Furthermore, the criteria for privacy rights protection, such as purpose, action, data, datauser, and obligation are also considered and incorporated into the rule module of the DRM system. The access control web policies to enforce the digital usage rights and the protection web policies for a DRM user’s privacy rights are integrated together to avoid the possible right protection conflicts between these two systems.
Figure 3: A unifying semantic model of REL shown as a O + R combination in a license agreement and access control policies to avoid the possible conflicts of content usage and privacy protection rights in the DRM system
2All variables in each rule must appear in at least one of the datalog predicates, i.e., not predicates directly adopted from ontology for the rule’s pre-conditions (or body).
6.3 The compromise of rights protection
In the EPAL data model a 5-tuple, i.e., (user, data, purpose, right, obligation) is used as the set of attributes for privacy protection policies [Karjoth & Schunter, 2002]. The use of a 5-tuple indicates that a particular type of users ask for data achieving a purpose with a certain right(s) and obligation(s).
In a standalone semantics-enabled privacy protection system, web protection policies for privacy are en-forced as verifying the satisfaction of constraints for data user, data type, purpose, rights, and obligation in the ontologies and rules. When we consider enforcing privacy protection rights and content usage rights in the DRM system, we do not directly combine the privacy protection system and the DRM system because this would entail more research on the merging and aligning of ontologies and rules in the heterogeneous systems.

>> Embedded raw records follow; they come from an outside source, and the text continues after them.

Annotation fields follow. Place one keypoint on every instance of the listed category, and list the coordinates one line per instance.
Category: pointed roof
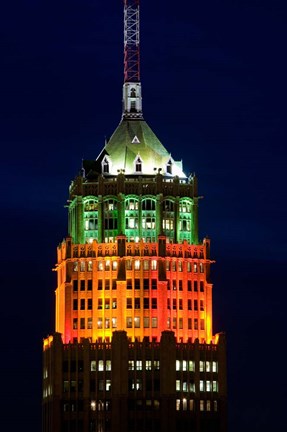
(133, 139)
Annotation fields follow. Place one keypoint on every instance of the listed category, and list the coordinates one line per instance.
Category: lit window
(154, 264)
(146, 322)
(148, 364)
(154, 322)
(191, 365)
(101, 365)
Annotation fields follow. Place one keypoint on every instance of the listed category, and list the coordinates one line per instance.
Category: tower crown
(132, 98)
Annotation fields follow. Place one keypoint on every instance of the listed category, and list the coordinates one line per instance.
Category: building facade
(133, 348)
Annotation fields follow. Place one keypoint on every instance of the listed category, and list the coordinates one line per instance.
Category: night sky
(213, 79)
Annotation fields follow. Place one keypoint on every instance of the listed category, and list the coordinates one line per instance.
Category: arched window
(138, 164)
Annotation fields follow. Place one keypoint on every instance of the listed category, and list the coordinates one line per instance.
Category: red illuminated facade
(133, 348)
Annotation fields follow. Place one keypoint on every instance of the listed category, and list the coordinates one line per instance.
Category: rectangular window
(153, 264)
(146, 322)
(146, 283)
(154, 322)
(146, 265)
(82, 323)
(154, 303)
(191, 366)
(100, 323)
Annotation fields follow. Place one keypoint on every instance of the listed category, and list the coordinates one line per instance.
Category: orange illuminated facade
(133, 348)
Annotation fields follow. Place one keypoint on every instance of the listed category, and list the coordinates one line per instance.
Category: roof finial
(132, 99)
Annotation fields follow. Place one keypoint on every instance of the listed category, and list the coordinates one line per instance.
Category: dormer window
(138, 164)
(169, 167)
(105, 166)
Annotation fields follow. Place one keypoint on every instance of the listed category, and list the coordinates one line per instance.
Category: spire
(132, 100)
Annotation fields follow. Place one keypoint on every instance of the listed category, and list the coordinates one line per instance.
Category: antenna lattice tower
(131, 41)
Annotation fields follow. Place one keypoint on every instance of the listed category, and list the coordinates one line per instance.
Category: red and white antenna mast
(132, 100)
(131, 40)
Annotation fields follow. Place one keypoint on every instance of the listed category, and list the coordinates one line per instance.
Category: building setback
(133, 348)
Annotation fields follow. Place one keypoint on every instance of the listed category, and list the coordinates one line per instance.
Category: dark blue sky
(214, 91)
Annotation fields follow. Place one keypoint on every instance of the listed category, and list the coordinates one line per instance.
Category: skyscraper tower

The easiest way to resolve a rights protection dilemma for privacy and content usage is to incorporate a user’s privacy rights in the DRM system (see Figure 3). In our unifying semantic model of REL, we allow a content user to specify privacy protection rights unambiguously in the semantics-enabled privacy protection web policies. A user’s privacy rights are ensured when the user asks for usage rights to digital content because a user’s profile and digital trace usage permission are modeled as a pre-condition of the rules, acting as an extra constraint of execution access control policies in the DRM system.

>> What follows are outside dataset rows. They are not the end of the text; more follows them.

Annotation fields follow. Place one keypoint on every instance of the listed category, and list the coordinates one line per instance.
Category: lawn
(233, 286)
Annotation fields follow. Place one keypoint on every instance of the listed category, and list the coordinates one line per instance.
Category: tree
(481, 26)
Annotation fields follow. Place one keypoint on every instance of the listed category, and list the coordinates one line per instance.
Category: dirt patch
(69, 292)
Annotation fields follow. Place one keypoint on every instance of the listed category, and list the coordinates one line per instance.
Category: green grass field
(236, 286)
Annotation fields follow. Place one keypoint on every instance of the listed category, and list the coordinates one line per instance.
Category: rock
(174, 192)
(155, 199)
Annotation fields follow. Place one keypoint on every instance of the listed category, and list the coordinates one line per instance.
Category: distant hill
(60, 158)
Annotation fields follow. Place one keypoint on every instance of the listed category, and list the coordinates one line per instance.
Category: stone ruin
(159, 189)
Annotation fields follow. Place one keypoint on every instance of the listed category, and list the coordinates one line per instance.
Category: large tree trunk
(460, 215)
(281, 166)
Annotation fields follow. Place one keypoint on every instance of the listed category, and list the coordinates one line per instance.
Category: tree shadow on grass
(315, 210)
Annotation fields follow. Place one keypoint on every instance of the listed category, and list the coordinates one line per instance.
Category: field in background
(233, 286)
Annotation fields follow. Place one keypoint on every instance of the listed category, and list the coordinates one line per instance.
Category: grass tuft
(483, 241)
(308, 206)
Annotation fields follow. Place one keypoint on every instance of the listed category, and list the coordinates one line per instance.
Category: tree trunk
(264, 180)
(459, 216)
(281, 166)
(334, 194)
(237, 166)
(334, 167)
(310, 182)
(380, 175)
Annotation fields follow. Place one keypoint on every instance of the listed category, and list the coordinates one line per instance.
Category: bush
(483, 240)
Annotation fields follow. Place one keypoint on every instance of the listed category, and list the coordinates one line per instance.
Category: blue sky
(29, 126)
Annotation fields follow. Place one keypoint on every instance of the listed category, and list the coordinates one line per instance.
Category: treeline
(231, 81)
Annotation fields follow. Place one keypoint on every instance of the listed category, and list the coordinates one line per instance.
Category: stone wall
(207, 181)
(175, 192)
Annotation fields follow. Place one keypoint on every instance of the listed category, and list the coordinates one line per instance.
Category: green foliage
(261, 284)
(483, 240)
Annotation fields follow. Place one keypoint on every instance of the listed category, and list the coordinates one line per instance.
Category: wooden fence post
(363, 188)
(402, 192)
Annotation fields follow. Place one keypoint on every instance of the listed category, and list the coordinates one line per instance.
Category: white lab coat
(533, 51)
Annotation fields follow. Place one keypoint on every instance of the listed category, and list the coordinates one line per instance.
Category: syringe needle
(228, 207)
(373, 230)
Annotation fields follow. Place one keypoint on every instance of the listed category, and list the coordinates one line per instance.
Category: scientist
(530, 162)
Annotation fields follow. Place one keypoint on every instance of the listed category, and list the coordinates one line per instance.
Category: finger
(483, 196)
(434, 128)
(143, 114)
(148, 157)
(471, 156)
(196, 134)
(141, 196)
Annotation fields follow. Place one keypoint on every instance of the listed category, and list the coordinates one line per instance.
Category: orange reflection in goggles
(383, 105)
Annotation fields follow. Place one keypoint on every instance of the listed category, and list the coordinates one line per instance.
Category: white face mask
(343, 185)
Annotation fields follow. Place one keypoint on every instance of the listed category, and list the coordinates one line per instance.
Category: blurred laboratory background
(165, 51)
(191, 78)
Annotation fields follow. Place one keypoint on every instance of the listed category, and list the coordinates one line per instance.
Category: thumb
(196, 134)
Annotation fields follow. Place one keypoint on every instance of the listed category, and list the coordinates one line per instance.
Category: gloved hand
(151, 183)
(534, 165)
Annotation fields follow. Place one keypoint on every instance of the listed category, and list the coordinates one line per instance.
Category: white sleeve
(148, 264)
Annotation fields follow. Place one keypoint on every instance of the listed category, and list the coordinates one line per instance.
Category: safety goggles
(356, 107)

We extend our previous SWRL-based semantics-enabled DRM system to grant a content user pri-vacy and fair use rights in the DRM system [Hu, 2007] [Hu et al., 2008]. We first request that the content distributor fulfill fair use statutory rights of the copyright law, i.e., allowing a content user to reuse his or her copyrighted digital contents in certain unrestricted ways for the purposes of teaching and research. Then, we require the content distributor to abide by a content user’s opt-in and opt-out privacy rights. The data usage policy forces the distributor to comply with privacy protection laws on collecting, using, and disclosing of each user’s profile and digital trace.